In [1]:
import os
import glob
import pandas as pd
import numpy as np
import seaborn as sns
import matplotlib.pyplot as plt
import pprint
import pickle

import random
from datetime import datetime, timedelta
from dateutil.relativedelta import relativedelta

import pyspark
import pyspark.sql.functions as F
from pyspark.sql.functions import col
from pyspark.sql.types import StringType, IntegerType, FloatType, DateType, BooleanType

from sklearn.model_selection import train_test_split
from sklearn.preprocessing import StandardScaler, OneHotEncoder
from sklearn.model_selection import train_test_split, RandomizedSearchCV
from sklearn.metrics import make_scorer, f1_score, roc_auc_score
from sklearn.datasets import make_classification
from sklearn.base import BaseEstimator, TransformerMixin

import xgboost as xgb

# Import CreditProcessor 
from model_train_credit_processor import CreditProcessor

import model_inference

In [2]:
# Build a .py script that takes a snapshot date, loads a model artefact and make an inference and save to datamart

## set up pyspark session

In [2]:
# Initialize SparkSession
spark = pyspark.sql.SparkSession.builder \
    .appName("model_inference") \
    .master("local[*]") \
    .getOrCreate()

# Set log level to ERROR to hide warnings
spark.sparkContext.setLogLevel("ERROR")

Setting default log level to "WARN".
To adjust logging level use sc.setLogLevel(newLevel).

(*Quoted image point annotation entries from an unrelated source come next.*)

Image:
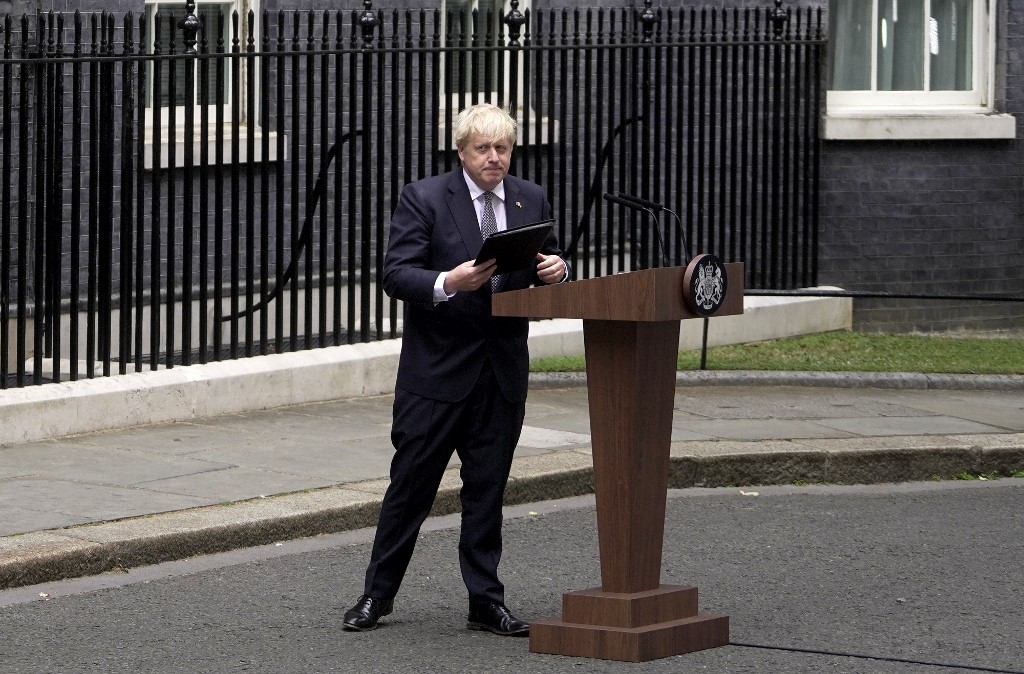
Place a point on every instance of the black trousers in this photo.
(483, 429)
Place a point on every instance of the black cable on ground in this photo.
(860, 656)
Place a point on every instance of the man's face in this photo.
(485, 160)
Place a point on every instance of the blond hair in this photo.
(492, 122)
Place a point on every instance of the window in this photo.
(913, 57)
(215, 89)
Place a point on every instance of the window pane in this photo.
(901, 45)
(951, 45)
(850, 30)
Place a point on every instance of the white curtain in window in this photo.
(951, 47)
(901, 45)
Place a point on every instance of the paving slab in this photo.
(93, 502)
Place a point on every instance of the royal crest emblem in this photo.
(706, 282)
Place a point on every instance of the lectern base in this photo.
(633, 627)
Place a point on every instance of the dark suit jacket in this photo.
(444, 346)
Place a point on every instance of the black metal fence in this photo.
(178, 190)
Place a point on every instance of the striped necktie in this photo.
(488, 225)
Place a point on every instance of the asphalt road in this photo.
(896, 579)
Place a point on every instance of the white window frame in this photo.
(247, 80)
(906, 115)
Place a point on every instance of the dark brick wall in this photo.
(923, 217)
(932, 217)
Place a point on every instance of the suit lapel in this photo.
(513, 205)
(463, 213)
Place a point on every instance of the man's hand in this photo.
(550, 268)
(469, 277)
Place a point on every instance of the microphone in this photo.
(628, 202)
(641, 202)
(655, 207)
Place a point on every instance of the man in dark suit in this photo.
(463, 374)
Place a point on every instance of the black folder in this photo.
(515, 249)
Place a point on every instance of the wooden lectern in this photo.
(631, 336)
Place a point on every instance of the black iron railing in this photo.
(185, 188)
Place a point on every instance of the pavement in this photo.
(91, 503)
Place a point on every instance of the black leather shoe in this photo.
(366, 613)
(496, 618)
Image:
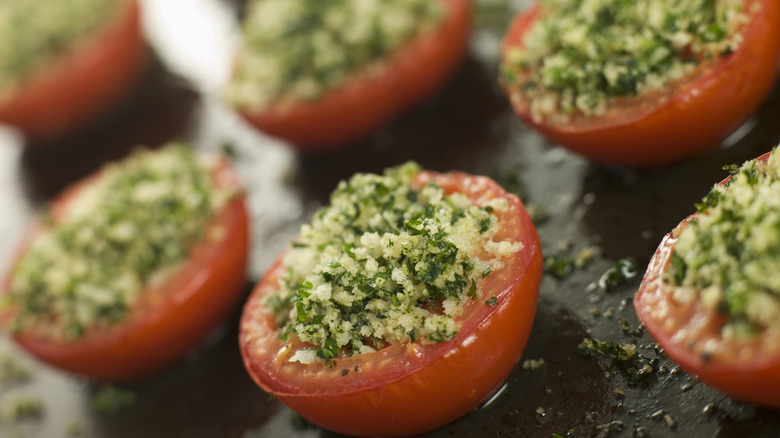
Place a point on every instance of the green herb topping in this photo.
(582, 53)
(34, 33)
(386, 263)
(299, 49)
(728, 255)
(123, 232)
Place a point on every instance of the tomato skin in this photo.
(75, 89)
(748, 370)
(366, 102)
(170, 318)
(408, 389)
(690, 117)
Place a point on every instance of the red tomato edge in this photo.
(755, 382)
(207, 287)
(72, 91)
(367, 102)
(686, 124)
(479, 355)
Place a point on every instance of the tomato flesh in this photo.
(688, 117)
(407, 389)
(168, 319)
(747, 369)
(74, 89)
(365, 102)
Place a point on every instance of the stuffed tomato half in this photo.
(403, 305)
(130, 268)
(640, 83)
(711, 294)
(323, 74)
(62, 64)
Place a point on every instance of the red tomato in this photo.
(746, 369)
(169, 318)
(409, 388)
(688, 117)
(366, 102)
(82, 83)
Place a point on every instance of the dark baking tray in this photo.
(468, 126)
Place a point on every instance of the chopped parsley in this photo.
(35, 33)
(582, 53)
(121, 233)
(299, 49)
(385, 263)
(112, 400)
(622, 356)
(729, 253)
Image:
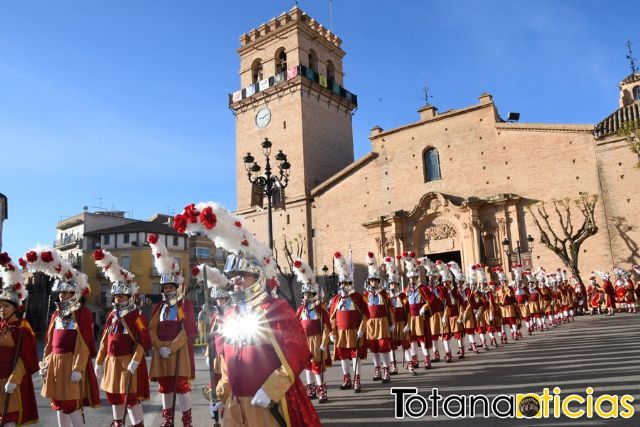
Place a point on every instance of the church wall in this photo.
(620, 182)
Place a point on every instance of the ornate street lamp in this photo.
(268, 181)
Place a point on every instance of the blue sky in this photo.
(126, 101)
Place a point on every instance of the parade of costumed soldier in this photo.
(435, 296)
(505, 295)
(18, 349)
(453, 323)
(471, 306)
(400, 334)
(218, 287)
(348, 316)
(121, 363)
(380, 320)
(173, 331)
(265, 348)
(67, 371)
(479, 305)
(522, 298)
(417, 326)
(314, 318)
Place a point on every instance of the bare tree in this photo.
(567, 241)
(631, 132)
(292, 250)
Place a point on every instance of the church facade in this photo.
(452, 185)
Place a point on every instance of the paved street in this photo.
(600, 352)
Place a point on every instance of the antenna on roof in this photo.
(426, 95)
(632, 61)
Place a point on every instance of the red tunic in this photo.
(28, 412)
(250, 365)
(122, 344)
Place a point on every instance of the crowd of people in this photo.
(258, 346)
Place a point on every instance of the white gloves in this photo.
(9, 388)
(76, 376)
(165, 352)
(261, 399)
(98, 370)
(215, 407)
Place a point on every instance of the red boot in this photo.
(311, 391)
(346, 382)
(167, 415)
(186, 419)
(322, 393)
(385, 375)
(377, 376)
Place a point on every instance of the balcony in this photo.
(291, 73)
(68, 241)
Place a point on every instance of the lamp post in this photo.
(519, 251)
(268, 181)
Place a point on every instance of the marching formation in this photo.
(257, 345)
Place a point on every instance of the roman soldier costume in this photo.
(380, 321)
(453, 320)
(419, 308)
(348, 315)
(535, 302)
(125, 340)
(173, 331)
(219, 288)
(506, 299)
(478, 305)
(314, 318)
(400, 338)
(68, 378)
(609, 292)
(522, 300)
(18, 352)
(264, 345)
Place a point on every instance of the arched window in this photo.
(431, 162)
(313, 60)
(281, 61)
(331, 72)
(256, 71)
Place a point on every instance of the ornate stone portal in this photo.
(443, 223)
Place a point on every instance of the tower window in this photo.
(331, 72)
(313, 60)
(281, 61)
(256, 71)
(431, 161)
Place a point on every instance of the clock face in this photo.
(263, 117)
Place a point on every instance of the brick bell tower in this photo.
(293, 93)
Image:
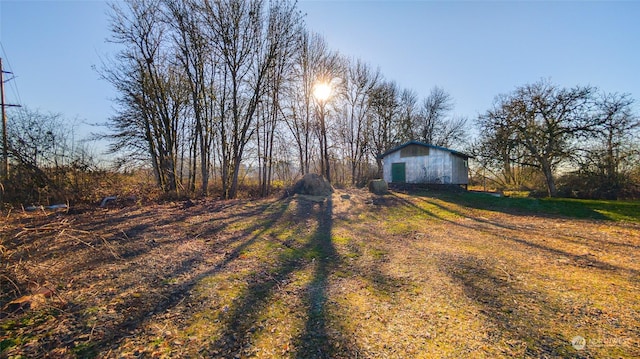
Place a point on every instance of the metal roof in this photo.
(413, 142)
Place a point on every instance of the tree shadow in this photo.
(515, 234)
(161, 298)
(521, 317)
(538, 207)
(315, 340)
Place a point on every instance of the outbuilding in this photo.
(422, 163)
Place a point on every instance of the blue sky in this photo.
(475, 50)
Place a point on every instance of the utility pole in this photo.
(5, 142)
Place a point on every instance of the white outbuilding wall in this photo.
(439, 166)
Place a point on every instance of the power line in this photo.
(12, 84)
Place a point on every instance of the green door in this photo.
(398, 174)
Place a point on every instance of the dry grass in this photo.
(358, 275)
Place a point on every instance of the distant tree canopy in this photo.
(225, 89)
(214, 94)
(560, 131)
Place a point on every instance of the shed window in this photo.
(414, 151)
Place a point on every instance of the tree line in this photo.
(213, 94)
(583, 137)
(214, 89)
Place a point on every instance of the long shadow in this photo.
(315, 340)
(544, 208)
(526, 319)
(168, 298)
(579, 260)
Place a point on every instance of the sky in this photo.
(474, 50)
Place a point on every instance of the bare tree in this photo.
(151, 90)
(249, 44)
(544, 120)
(198, 61)
(314, 63)
(353, 121)
(384, 102)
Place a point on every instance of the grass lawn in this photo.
(429, 275)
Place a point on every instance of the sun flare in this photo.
(322, 91)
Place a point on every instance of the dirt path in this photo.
(354, 276)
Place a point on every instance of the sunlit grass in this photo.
(431, 275)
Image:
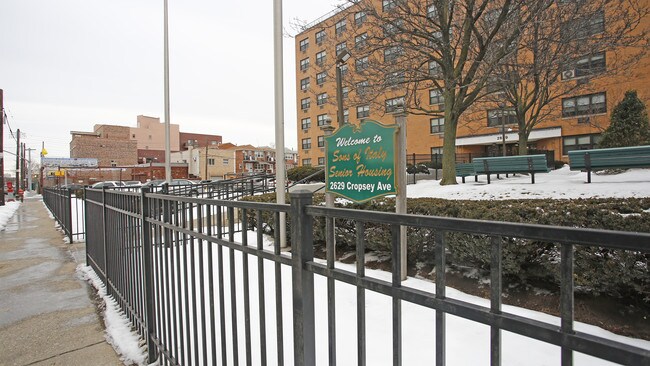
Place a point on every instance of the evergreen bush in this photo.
(597, 270)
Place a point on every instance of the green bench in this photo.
(530, 164)
(617, 157)
(465, 170)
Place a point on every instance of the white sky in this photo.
(69, 64)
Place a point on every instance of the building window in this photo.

For SparkR, use setLogLevel(newLevel).
25/06/22 09:17:13 WARN NativeCodeLoader: Unable to load native-hadoop library for your platform... using builtin-java classes where applicable


## set up config

In [3]:
snapshot_date_str = "2024-01-01"
model_name = "credit_model_2024_09_01.pkl"

In [4]:
config = {}
config["snapshot_date_str"] = snapshot_date_str
config["snapshot_date"] = datetime.strptime(config["snapshot_date_str"], "%Y-%m-%d")
config["model_name"] = model_name
config["model_bank_directory"] = "model_bank/"
config["model_artefact_filepath"] = config["model_bank_directory"] + config["model_name"]

pprint.pprint(config)

{'model_artefact_filepath': 'model_bank/credit_model_2024_09_01.pkl',
 'model_bank_directory': 'model_bank/',
 'model_name': 'credit_model_2024_09_01.pkl',
 'snapshot_date': datetime.datetime(2024, 1, 1, 0, 0),
 'snapshot_date_str': '2024-01-01'}


## load model artefact from model bank

In [5]:
# Load the model from the pickle file
with open(config["model_artefact_filepath"], 'rb') as file:
    model_artefact = pickle.load(file)

print("Model loaded successfully! " + config["model_artefact_filepath"])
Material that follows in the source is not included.